The proposed body could consist of not less than four members and be headed by a retired judge of the Supreme Court or retired chief justice of a high court, an official source told FE.
Stating that the highway projects worth Rs 27,000 crore are stuck in disputes between developers and the National Highways Authority of India (NHAI), the source said the proposed authority would also define admissibility criteria of disputes and differences for adjudication. “The authority would pronounce awards that can only be challenged in the Supreme Court,” the source said.
The Kelkar Committee on PPP projects in the infrastructure sector had stressed the need for improving dispute resolution. “Dispute resolution mechanisms are slow and not very well developed, often derailing project timelines and freezing funds. An independent empowered regulatory mechanism is the need of the hour to address contractual disputes or help in arriving at a fair solution in case of changed circumstances, in an expeditious manner.”
The present dispute resolution framework in the MoRTH primarily consists of four stages — mediation, conciliation through dispute review board for EPC projects and through discussion between NHAI chairman and the chairman of the Board of Directors of the concessionaire for BOT projects, arbitration and courts of law.
Over and above this, in certain cases as per request of the concessionaire, contractual procedure for amicable settlement is also invoked for dispute resolution.
However, despite a mechanism for one-time amicable settlement involving the Independent Settlement Advisory Committee (ISAC), the three-CGM committee for the settlement of disputes at NHAI and the formation of a Society for Affordable Resolution of Disputes (SAROD) for affordable arbitration, there has been only a partial success in addressing the needs.
Among the members of the proposed dispute settlement authority, at least one each having expertise in technical, administrative and finance areas, could be selected through institutionalisation of a search-cum-selection committee. The Chairperson would be vested with the power to invite one or more subject experts with specialised knowledge and experience in specific areas. “The decision of the authority by a majority of the members may be binding in case of any disputes,” the source said.
Another source said that all the proceedings of the authority may be deemed to be judicial proceedings as per the Indian Penal Code and the authority may be deemed to a civil court as per the extant code of criminal procedure.

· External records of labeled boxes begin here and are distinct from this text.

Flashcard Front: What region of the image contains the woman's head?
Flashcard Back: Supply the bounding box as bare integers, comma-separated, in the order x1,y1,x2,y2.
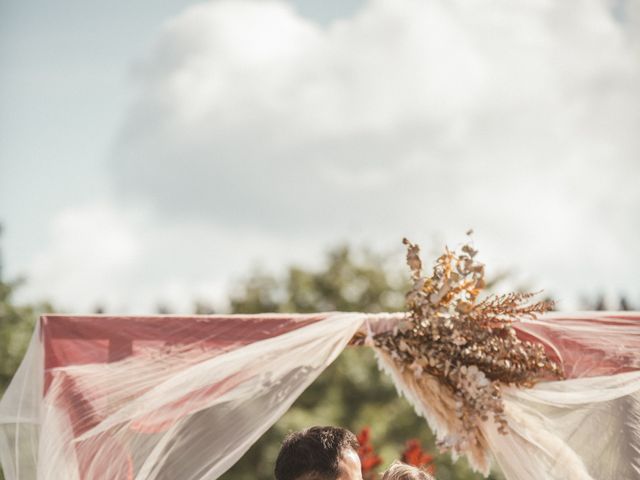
382,462,435,480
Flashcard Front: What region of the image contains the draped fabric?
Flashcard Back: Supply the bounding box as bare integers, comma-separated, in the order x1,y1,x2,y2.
0,313,640,480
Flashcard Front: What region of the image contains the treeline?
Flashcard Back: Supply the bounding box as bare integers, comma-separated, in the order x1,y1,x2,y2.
0,246,636,480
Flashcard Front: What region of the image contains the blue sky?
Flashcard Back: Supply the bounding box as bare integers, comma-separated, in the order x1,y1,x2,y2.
0,0,640,312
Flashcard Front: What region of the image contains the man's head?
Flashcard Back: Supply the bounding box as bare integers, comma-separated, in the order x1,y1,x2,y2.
275,427,362,480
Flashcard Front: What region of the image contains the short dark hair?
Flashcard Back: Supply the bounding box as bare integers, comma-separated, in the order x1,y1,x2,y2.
275,427,359,480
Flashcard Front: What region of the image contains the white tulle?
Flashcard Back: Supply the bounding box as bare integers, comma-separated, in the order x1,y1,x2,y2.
0,313,640,480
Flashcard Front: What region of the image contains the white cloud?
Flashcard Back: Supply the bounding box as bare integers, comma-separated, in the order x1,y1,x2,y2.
22,0,640,312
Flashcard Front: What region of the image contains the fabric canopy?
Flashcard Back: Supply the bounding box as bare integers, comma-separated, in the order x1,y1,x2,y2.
0,312,640,480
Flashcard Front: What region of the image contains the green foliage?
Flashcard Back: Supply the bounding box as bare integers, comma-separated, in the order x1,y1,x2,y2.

Public private partnership projects in the highway sector are faced with many problems including over-leveraged debt and paucity of equity. The Modi government has expedited project awards and implementation taking recourse to the conventional EPC model. It is also trying to revive investor interest in PPP projects by designing projects in a more investor-friendly manner and employing concepts like hybrid model where large parts of the project risk is with the government.